Throughout the film we see that private and public/official justice are separate processes which nonetheless interpenetrate–the boundaries between public and private are porous. People want and need public justice, in part because public justice says that your life has value even if nobody else recognizes it–even if you don’t have an avenging mother to take up your cause. Three Billboards is a movie about two different kinds of failure of public justice: the normal human failure where we can’t accomplish what we need to do, and the sinful failure where we don’t even try to acknowledge and fulfill our duties. The attempt to rectify the first failure provokes instead a rectification of the second.

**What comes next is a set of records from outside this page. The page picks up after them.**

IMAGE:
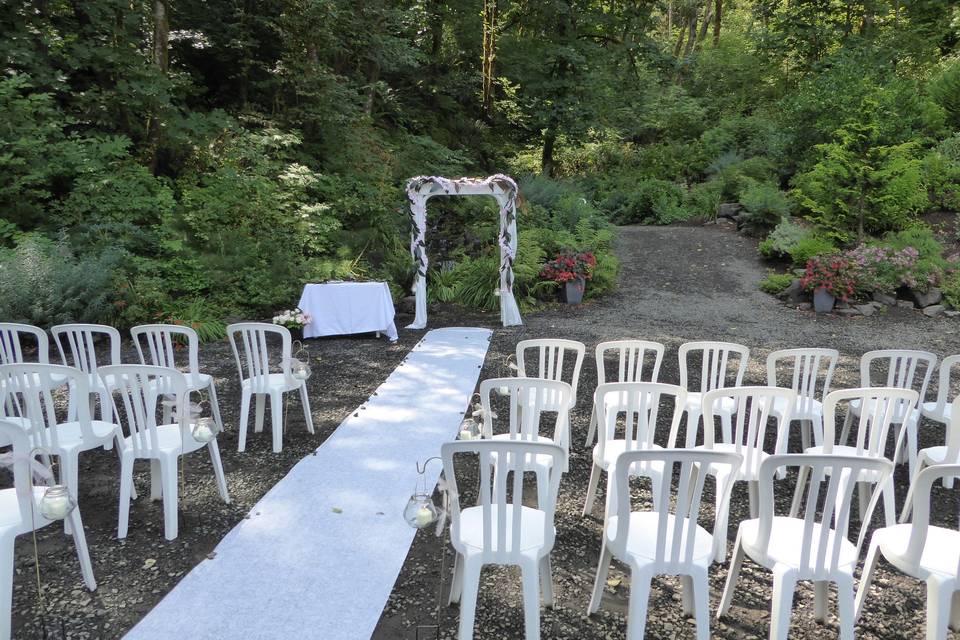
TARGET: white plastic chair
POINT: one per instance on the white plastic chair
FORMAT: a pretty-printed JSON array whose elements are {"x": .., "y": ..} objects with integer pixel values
[
  {"x": 873, "y": 428},
  {"x": 20, "y": 513},
  {"x": 140, "y": 388},
  {"x": 77, "y": 345},
  {"x": 160, "y": 341},
  {"x": 811, "y": 371},
  {"x": 716, "y": 372},
  {"x": 633, "y": 365},
  {"x": 257, "y": 381},
  {"x": 940, "y": 410},
  {"x": 813, "y": 547},
  {"x": 550, "y": 356},
  {"x": 666, "y": 539},
  {"x": 501, "y": 530},
  {"x": 31, "y": 387},
  {"x": 529, "y": 399},
  {"x": 948, "y": 454},
  {"x": 637, "y": 406},
  {"x": 903, "y": 370},
  {"x": 924, "y": 552},
  {"x": 751, "y": 410}
]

# There’s a suicide-note scene which so perfectly replicates actual arguments actual suicidal people make in their heads that my gut reaction is that it’s evil and shouldn’t have been filmed. Charles pointed out that I tend to be unusually sensitive to suicide scenes (as I’m unusually numb to violence and sexual perversity) and I realize that there’s a later, quite powerful scene in which the movie shows you that these justifications for suicide are false. I basically don’t ever want to be in a theater hearing heroic lies about how suicide is “bravery.” (The note’s author means that it’s charity, but Americans don’t talk about charity so he uses this much less girly word.) But maybe to most audiences the suicide scene plays as so horrifying that you already get that the justifications for it are awful even from within the note’s own premises.

# The music is fantastic. The look of it is great, although I do feel like somebody got an idea in his head that he wanted to see tough, chewed-up Frances McDormand in a jumpsuit so we get a whole lot of that.